This chapter is loosely based on chapter 6 of James et al. (2013) and chapter 3 of Hastie et al. (2009) and assumes some basic knowledge of linear regression models.

3.1 Linear regression models

Although few real-world relationships can be considered truly linear, the linear model offers some distinct advantages, most notably in the clear interpretation of features3. Furthermore, they often perform surprisingly well on a range of problems.

For some real-valued output \(Y\) and input vector \(\boldsymbol{X}' = [X_1, X_2, \ldots, X_p]\), the model is defined as:

\[\begin{equation} Y = \beta_0 + \sum_{j=1}^p\beta_jX_j + \epsilon, \tag{3.1} \end{equation}\]

where \(\epsilon \sim N(0, \sigma^2)\).

The most popular method of estimating the regression parameters based on the training set \(\mathcal{D}=\{\boldsymbol{x}_i, y_i\}_{i=1}^n\), is ordinary least squares (OLS), where we find the coefficients \(\boldsymbol{\beta} = [\beta_0, \beta_1, \ldots, \beta_p]'\) to minimise the residual sum of squares

\[\begin{equation} RSS(\boldsymbol{\beta}) = \sum_{i=1}^n\left( y_i - \beta_0 - \sum_{j=1}^px_{ij}\beta_j \right)^2, \tag{3.2} \end{equation}\]

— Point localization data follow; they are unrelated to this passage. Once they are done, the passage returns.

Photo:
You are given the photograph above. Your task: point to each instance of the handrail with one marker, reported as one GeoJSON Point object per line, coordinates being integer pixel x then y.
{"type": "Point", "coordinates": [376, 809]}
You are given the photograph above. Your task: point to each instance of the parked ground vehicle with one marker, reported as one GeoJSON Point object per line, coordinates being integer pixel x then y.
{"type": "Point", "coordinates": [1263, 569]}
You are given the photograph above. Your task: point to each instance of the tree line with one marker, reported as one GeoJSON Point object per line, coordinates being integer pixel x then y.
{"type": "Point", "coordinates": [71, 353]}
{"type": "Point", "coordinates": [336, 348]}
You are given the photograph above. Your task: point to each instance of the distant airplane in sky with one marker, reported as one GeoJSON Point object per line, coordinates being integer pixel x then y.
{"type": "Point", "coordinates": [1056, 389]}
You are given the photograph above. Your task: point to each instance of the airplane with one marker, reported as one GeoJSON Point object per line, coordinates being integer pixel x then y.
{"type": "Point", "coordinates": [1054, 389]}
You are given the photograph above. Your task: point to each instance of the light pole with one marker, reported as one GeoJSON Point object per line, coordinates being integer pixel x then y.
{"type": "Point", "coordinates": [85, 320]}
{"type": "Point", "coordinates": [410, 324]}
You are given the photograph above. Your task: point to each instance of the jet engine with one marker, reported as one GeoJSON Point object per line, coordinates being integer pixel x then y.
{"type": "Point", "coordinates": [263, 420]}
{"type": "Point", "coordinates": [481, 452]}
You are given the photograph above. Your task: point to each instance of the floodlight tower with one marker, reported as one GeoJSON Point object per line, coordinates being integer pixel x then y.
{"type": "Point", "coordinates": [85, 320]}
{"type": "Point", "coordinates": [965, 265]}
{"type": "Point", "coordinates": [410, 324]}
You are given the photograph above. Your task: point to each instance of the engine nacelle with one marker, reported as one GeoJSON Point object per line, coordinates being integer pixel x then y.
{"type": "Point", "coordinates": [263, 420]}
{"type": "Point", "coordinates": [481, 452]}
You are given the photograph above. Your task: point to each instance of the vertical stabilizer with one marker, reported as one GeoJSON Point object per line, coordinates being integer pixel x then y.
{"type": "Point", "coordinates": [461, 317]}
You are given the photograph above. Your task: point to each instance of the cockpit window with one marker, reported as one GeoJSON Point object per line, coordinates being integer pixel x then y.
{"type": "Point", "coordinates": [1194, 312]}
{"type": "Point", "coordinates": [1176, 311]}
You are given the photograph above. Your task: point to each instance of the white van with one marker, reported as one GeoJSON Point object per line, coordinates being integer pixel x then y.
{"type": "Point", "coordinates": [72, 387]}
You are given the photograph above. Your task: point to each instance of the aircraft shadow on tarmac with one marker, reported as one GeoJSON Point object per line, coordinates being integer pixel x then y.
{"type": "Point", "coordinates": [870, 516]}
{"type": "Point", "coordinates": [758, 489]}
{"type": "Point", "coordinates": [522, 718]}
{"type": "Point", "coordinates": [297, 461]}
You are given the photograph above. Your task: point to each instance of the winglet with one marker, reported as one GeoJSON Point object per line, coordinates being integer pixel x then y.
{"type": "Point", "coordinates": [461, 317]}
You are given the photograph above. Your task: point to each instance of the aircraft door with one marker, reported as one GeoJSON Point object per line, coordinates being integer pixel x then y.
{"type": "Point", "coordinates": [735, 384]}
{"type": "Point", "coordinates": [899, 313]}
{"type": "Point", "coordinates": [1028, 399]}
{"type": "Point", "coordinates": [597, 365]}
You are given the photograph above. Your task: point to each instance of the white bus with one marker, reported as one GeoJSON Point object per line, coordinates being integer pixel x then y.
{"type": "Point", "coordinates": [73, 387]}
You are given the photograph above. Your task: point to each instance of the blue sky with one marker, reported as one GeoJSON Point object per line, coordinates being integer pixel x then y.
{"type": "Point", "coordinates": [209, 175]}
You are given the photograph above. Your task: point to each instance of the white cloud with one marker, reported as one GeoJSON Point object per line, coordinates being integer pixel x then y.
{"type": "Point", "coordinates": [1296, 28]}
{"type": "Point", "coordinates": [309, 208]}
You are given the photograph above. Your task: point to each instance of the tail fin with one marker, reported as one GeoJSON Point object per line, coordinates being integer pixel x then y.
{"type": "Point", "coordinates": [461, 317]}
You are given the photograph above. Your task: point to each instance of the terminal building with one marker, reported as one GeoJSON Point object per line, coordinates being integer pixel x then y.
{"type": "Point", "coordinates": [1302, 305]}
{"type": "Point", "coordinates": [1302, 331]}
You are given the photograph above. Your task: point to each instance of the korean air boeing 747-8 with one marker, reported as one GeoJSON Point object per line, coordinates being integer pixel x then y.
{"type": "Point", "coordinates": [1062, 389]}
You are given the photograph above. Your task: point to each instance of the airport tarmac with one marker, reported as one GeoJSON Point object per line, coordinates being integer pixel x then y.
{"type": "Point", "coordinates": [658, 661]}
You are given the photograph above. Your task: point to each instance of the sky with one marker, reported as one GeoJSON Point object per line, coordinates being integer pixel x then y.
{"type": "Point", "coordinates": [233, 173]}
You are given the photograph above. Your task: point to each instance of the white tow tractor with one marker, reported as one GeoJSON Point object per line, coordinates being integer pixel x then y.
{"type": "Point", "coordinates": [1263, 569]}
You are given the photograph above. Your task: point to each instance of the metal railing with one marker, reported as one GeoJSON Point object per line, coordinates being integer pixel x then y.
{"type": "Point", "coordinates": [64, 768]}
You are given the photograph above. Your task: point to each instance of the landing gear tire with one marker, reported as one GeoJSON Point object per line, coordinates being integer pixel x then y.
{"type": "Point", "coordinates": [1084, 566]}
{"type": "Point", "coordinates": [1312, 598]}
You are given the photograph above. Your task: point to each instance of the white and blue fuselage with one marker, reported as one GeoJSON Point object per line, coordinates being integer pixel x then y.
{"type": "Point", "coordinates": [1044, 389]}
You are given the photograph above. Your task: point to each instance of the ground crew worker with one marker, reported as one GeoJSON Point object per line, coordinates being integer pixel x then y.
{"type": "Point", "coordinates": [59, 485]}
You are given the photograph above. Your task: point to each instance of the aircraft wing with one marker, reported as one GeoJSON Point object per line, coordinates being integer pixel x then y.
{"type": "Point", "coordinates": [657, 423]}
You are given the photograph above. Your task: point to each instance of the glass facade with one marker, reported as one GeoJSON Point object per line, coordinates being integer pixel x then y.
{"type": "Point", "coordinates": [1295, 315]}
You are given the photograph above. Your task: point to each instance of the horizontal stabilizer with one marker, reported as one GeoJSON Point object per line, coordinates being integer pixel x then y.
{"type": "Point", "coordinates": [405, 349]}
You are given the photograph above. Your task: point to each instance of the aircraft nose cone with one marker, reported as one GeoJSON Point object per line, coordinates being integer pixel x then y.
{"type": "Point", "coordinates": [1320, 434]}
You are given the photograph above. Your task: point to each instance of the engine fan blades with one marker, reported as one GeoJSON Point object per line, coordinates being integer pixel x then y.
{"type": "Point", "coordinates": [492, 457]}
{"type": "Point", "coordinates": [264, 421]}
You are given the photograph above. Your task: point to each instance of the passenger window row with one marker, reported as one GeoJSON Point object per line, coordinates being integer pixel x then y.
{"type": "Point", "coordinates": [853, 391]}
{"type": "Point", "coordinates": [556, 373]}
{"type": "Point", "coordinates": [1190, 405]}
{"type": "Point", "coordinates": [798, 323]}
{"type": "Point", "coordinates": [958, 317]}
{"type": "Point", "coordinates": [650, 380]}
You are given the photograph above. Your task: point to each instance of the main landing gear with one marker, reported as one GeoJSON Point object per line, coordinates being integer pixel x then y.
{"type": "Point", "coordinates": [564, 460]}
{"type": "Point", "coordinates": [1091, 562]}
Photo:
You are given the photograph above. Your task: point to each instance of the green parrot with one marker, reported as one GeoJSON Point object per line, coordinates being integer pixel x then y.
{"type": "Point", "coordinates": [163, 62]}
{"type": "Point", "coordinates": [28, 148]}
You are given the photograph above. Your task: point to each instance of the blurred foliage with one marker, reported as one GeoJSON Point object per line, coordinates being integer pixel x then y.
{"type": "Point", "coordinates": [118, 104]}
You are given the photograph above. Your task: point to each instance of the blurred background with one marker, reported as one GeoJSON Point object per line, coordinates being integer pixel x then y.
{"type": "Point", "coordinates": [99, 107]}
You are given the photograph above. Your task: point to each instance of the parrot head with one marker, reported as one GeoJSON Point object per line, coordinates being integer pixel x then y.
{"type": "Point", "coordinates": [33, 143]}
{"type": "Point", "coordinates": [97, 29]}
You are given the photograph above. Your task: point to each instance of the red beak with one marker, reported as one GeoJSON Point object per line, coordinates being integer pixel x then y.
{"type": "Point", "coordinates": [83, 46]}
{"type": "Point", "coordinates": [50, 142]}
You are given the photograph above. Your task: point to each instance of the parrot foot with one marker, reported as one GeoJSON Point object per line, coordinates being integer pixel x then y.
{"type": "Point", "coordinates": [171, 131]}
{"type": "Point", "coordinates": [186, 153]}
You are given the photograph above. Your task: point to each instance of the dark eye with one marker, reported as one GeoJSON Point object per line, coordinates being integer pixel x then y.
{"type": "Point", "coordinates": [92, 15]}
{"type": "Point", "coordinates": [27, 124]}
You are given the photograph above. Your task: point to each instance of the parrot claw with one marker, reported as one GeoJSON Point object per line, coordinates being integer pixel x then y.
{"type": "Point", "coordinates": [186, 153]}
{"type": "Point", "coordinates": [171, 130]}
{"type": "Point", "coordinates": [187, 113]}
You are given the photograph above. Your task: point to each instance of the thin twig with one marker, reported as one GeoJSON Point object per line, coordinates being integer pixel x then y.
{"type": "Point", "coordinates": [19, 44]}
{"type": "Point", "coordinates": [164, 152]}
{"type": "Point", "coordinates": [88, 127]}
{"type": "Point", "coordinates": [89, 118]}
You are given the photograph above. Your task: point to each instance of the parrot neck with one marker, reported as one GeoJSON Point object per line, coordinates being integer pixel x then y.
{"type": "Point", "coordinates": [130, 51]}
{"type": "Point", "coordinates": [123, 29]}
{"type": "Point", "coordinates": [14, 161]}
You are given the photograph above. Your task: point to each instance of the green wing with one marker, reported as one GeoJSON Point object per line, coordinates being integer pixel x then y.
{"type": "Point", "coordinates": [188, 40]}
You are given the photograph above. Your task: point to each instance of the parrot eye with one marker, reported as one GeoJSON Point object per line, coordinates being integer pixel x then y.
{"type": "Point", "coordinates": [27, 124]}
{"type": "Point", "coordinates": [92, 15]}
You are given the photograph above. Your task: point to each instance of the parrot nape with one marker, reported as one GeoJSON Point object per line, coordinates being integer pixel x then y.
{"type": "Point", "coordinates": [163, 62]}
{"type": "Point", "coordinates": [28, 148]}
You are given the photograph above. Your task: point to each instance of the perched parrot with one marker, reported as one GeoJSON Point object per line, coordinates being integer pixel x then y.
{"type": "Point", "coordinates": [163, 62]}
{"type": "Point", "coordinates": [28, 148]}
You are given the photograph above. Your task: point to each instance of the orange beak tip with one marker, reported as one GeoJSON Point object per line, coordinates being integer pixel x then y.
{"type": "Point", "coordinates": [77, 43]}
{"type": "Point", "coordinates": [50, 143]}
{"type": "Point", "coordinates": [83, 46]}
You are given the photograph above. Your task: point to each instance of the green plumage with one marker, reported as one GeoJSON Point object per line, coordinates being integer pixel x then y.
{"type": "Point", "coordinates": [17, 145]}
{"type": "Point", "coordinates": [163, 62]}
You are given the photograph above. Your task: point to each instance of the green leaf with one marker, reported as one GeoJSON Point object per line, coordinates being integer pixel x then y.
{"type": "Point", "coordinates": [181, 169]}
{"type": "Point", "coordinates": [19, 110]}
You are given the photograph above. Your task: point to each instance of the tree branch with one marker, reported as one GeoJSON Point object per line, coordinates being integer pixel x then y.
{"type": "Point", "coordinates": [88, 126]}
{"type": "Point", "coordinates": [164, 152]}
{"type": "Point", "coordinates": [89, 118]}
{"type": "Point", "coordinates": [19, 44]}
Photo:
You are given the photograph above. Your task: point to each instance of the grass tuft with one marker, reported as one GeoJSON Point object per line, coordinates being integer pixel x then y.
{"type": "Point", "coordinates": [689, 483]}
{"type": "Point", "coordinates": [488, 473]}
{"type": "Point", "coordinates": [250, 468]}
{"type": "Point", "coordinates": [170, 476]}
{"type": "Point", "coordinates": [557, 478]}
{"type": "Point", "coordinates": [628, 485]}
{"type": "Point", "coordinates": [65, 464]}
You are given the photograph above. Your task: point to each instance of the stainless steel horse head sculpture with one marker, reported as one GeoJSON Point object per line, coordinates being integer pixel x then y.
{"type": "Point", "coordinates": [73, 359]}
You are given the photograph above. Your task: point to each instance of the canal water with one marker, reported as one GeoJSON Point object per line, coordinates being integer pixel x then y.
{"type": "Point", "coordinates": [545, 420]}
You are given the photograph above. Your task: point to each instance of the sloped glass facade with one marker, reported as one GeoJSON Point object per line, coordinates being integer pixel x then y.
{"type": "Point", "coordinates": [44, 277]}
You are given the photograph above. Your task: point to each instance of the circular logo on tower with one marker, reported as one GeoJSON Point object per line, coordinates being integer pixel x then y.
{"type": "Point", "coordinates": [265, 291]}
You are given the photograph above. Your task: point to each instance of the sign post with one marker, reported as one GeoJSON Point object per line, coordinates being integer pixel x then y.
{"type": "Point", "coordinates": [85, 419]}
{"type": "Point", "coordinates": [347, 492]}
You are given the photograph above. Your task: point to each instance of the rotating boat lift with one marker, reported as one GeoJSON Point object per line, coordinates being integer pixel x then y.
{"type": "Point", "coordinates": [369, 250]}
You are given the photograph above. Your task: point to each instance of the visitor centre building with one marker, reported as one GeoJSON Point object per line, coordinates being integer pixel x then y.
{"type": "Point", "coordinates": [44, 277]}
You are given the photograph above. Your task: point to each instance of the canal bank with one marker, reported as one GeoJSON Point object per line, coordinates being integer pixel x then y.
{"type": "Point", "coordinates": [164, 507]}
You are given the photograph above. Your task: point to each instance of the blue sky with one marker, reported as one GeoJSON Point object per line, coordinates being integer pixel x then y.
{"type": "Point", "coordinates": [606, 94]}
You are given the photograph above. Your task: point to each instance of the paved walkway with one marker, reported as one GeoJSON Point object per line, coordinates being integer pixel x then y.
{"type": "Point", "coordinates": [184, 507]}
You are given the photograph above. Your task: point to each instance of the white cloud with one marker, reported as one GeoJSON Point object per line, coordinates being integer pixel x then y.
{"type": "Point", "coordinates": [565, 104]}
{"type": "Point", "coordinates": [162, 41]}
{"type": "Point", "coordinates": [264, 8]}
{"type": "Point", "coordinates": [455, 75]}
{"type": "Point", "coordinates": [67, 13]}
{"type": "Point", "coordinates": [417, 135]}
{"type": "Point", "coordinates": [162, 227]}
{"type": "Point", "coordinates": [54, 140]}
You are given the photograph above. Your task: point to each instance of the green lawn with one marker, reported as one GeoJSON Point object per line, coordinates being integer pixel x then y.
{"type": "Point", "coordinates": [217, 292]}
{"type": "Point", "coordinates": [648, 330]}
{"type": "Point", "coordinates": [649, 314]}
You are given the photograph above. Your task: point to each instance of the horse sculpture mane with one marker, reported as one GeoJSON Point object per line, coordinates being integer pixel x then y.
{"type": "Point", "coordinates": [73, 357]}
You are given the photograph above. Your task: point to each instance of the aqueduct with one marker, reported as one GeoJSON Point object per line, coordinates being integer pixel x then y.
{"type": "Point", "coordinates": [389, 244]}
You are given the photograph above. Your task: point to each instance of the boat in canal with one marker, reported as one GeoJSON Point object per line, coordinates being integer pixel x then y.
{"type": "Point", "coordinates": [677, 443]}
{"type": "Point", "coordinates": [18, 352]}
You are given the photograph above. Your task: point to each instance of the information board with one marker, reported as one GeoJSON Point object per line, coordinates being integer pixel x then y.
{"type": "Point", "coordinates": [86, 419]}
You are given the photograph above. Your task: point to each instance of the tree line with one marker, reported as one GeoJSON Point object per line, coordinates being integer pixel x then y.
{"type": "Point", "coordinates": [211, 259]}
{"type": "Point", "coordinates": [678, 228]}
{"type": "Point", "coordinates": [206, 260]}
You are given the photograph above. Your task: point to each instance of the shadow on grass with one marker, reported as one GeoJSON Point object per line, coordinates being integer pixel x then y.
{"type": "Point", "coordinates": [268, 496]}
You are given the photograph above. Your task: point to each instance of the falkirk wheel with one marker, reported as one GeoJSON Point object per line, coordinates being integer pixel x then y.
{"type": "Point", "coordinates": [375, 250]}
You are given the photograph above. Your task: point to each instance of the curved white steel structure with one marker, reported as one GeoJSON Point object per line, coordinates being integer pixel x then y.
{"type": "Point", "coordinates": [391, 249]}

noting that this does not imply any assumptions on the validity of the model.

To minimise \(RSS(\boldsymbol{\beta})\), let us first write (3.1) in matrix form:

\[\begin{equation} _n\boldsymbol{Y}_1 = {}_n\boldsymbol{X}_{(p+1)} \boldsymbol{\beta}_1 + {}_n\boldsymbol{\epsilon}_1, \tag{3.3} \end{equation}\]

where the first column of \(\boldsymbol{X}\) is \(\boldsymbol{1}:n\times1\).

Now we can write

\[\begin{equation} RSS(\boldsymbol{\beta}) = \left(\boldsymbol{y} - \boldsymbol{X}\boldsymbol{\beta} \right)'\left(\boldsymbol{y} - \boldsymbol{X}\boldsymbol{\beta} \right), \tag{3.4} \end{equation}\]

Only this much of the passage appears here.